"Вольфганг Кеппен. Голуби в траве" - читать интересную книгу автора

впереди полка. Из труб и барабанов гремели марши. Звякали бубенчики. Выше
знамя. Выше руку. Выше ногу. Мышцы господина Беренда распирали сукно
тесного мундира. Парадная музыка на открытой эстраде. "Вольный стрелок"

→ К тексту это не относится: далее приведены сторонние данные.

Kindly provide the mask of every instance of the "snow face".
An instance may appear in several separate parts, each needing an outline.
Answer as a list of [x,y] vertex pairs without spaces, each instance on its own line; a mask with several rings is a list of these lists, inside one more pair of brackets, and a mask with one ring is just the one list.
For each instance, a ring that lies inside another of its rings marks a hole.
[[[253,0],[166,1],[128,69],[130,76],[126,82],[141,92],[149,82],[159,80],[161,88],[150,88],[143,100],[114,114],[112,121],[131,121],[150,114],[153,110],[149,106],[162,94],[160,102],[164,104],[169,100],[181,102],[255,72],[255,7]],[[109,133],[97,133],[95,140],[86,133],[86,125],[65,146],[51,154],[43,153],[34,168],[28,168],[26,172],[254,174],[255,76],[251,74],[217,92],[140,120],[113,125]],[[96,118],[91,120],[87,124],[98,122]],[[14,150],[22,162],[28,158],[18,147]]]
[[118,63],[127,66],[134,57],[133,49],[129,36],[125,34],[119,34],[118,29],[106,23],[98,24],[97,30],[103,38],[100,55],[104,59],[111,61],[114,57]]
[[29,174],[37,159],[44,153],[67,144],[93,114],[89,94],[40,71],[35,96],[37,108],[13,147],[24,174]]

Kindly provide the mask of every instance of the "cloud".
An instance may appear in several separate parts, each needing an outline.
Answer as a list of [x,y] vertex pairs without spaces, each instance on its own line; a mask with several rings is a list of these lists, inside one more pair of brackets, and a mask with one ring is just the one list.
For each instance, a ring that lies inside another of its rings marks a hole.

под управлением капельмейстера. Повинуясь его вытянутой палочке,
романтическая музыка Карла Мариа Вебера, пианиссимо-приглушенная,
поднималась к вершинам деревьев. Подобно волнующемуся морю, то вздымалась,
то опускалась грудь фрау Беренд, сидевшей за кофейным столиком в саду
загородного ресторана. Ее руки в ажурных перчатках возлежали на скатерти в
пеструю шашечку. В этот миг искусства фрау Беренд чувствовала себя
приобщенной к кругу полковых дам. Лира и меч, Орфей и Марс заключили
братский союз. Жена майора любезно предложила ей отведать то, что принесла
с собой, слоеный пирог с джемом трех сортов, собственного изготовления,
отстоявшийся в духовке, пока майор сидел на лошади, отдавая приказы на
казарменном дворе. В поход, шагом марш, под россыпь барабанной дроби из
Волчьего логова. Неужели нас не могли оставить в покое? Фрау Беренд не
хотела войны. Война косила мужчин, как эпидемия. Гипсовая маска Бетховена
обводила тесную мансарду тусклым и строгим взглядом. Светлобородый Вагнер
в берете скорбно покачивался на кипе классических клавираусцугов, на
блекнущем наследии капельмейстера, который спутался с какой-то крашеной
бабой в одной из тех европейских стран, что фюрер поначалу занял, а после
оставил, и в бог весть каких кафе играл для негров и потаскушек
"По-бы-ваю-в-Ала-ба-ме".
Он не побывал в Алабаме. Не сумел улизнуть. Время беззакония миновало,
время, когда сообщалось: _группенфюрер СС - раввин в Палестине, парикмахер
- директор гинекологической клиники_. Аферистов выловили; они сидят теперь
за решеткой, отсиживают свои новые, слишком мягкие сроки наказания - все
эти бывшие лагерники, жертвы режима, дезертиры, жулики, торговавшие
дипломами. В Германии вновь появилось правосудие. Капельмейстер
расплачивается за мансарду, расплачивается за полено в печке, за молоко в
бутылке, за кофе в кофейнике. Расплачивается за алабамские грехи. Дань
благопристойности! А толку-то что? Цены растут, и опять приходится
отыскивать окольные пути, ведущие к жизненным благам. Фрау Беренд пила
кофе "Максуэл". Она покупала его у одного еврея. У еврея. Это темноволосые
люди, говорящие на ломаном немецком языке, люди чужеродные, нежелательные,
занесенные попутным ветром. Они с упреком смотрят на тебя своими
полыхающими темнотой, сотканными из мрака глазами, норовят заговорить о
газовых камерах, массовых могилах и казнях на рассвете, эти заимодавцы,
чудом уцелевшие, уцелеть-то они уцелели, а вот пристойного занятия найти
не могут: среди мусора и щебня разрушенных городов (за что нас бомбили?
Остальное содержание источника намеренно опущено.